Eso que llamamos coloquialmente santa improvisación española funciona bien casi siempre porque, aún siendo, como somos, un país pelín anárquico y desorganizado, solemos tener el santo de cara. Funcionó, recuerdo perfectamente, el día que se inauguró la Expo 92. Horas antes de que llegaran Sus Majestades todo el mundo estaba acojonado porque los pabellones españoles y la mayoría de los artilugios andaban manga por hombro. La inauguración fue solemne y ajustada a horario, como si la hubieran organizado los alemanes. También he visto, año a año, cómo la Feria de Turismo Fitur era inaugurada por miembros de la Casa Real con momentos de suspense e incredulidad. Unos metros delante de la comitiva los obreros de última hora iban plantando la alfombra roja al tiempo que los stands españoles terminaban de colocar las plantas y los caramelitos del mostrador.

Pero hay una variante de la santa improvisación española y esa variante se llama chapuza. Y eso es lo que cometieron Armada, Miláns del Bosch, Merry del Val, Tejero, algunos civiles fanatizados y más de un nostálgico que todavía debe andar oculto, cuando, hoy hace exactamente treinta años, quisieron acabar con la democracia española dando un golpe de estado que se quedó, afortunadamente, en un churro de estado.

O, dicho de otro modo, la chapuza española nos libró de lo que hubiera significado otra sangría en la historia de España, tan trufada de peleas entre hermanos. Había costado disgustos y sobre todo infinita paciencia alcanzar el objetivo máximo de civilizar a la España militarizada. Y cuando teníamos hasta una Constitución, cuando éramos la cruz y guía de nuestros países hermanos de América, que nos veían con esperanzas democráticas, y cuando Europa confiaba en que terminaríamos siendo uno más del club, llegan, el 23 de febrero del 81, los impresentables milicos y ¡zas! nos dan el susto tercermundista de «¡se sienten coño!».

«Que veinte años no es nada…», dice el tango, pero es que no son veinte. Son treinta años ya los que han pasado desde que Armada la armó. Treinta años en los que España cambió su rumbo y se convirtió en un país respetable y respetado; un país en el que hay tanta democracia que ya casi nadie se preocupa por ella. Es la gran diferencia con entonces. Entonces los ciudadanos participábamos y esperábamos, con miedo y con ilusión, la llegada de un tiempo en el que no hubiera que pelearse por la libertad. Hoy, siendo ya libres, dejamos la participación exclusivamente en manos de los partidos, que, por cierto, lo hacen fatal. Mis recuerdos de aquel día los tengo escritos. Era director del diario Sol de España y apostamos por la Constitución y la libertad en medio de la incertidumbre de una madrugada inolvidable.

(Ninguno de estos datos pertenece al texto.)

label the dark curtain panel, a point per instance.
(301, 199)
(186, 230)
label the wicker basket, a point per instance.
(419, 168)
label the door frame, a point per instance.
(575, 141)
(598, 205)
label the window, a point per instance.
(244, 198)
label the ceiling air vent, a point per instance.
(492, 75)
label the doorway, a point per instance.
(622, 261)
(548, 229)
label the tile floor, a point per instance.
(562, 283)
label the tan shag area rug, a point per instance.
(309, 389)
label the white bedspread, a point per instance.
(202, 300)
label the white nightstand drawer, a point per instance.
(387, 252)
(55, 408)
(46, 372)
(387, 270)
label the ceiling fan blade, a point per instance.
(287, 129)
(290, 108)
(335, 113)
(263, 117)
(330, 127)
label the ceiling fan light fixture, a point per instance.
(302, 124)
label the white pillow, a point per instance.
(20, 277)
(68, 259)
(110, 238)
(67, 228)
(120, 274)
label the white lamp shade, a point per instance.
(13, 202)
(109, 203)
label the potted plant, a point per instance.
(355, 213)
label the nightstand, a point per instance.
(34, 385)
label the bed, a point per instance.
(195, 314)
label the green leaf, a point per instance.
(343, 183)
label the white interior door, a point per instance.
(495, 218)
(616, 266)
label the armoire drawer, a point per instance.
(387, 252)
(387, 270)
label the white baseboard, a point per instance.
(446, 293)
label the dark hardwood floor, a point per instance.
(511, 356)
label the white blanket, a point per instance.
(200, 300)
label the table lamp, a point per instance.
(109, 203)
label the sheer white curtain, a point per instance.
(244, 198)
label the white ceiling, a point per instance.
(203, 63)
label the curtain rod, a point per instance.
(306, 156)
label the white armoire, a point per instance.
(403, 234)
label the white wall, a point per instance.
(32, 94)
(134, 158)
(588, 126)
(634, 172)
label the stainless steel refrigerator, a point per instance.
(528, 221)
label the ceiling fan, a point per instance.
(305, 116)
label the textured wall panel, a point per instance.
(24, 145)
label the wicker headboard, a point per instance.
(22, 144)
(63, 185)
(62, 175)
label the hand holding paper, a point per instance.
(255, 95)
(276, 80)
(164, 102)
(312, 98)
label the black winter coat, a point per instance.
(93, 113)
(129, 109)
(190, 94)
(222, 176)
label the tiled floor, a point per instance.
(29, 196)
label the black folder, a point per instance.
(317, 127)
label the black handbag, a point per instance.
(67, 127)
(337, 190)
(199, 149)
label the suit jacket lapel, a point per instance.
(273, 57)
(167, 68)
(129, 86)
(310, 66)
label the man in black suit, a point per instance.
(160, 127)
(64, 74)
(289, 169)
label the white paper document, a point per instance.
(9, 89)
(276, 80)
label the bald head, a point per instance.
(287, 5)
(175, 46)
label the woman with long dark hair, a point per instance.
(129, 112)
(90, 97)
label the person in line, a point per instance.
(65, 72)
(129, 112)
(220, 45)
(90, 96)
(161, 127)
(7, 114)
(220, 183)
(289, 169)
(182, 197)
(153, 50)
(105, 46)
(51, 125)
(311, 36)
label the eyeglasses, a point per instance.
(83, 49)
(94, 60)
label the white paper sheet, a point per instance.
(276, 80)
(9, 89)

En Málaga mucha gente se escondió; los valientes se encerraron con el alcalde Pedro Aparicio en el Ayuntamiento, otros cogieron algún yate y se perdieron en alta mar y hubo hasta quien recuperó su vieja escopeta y se tiró al monte por si había que volver a los maquis, todo lo cual es rigurosamente cierto. En la redacción de mi periódico quedamos tres. En los talleres, más responsables, todos. Los del Consejo, primero me preguntaban, luego no hubo manera de localizarlos. El Rey estuvo a la altura que tenía que estar. Fue como una pesadilla de la que despertamos viendo a los guardias civiles huyendo por las ventanas del templo de la palabra libre.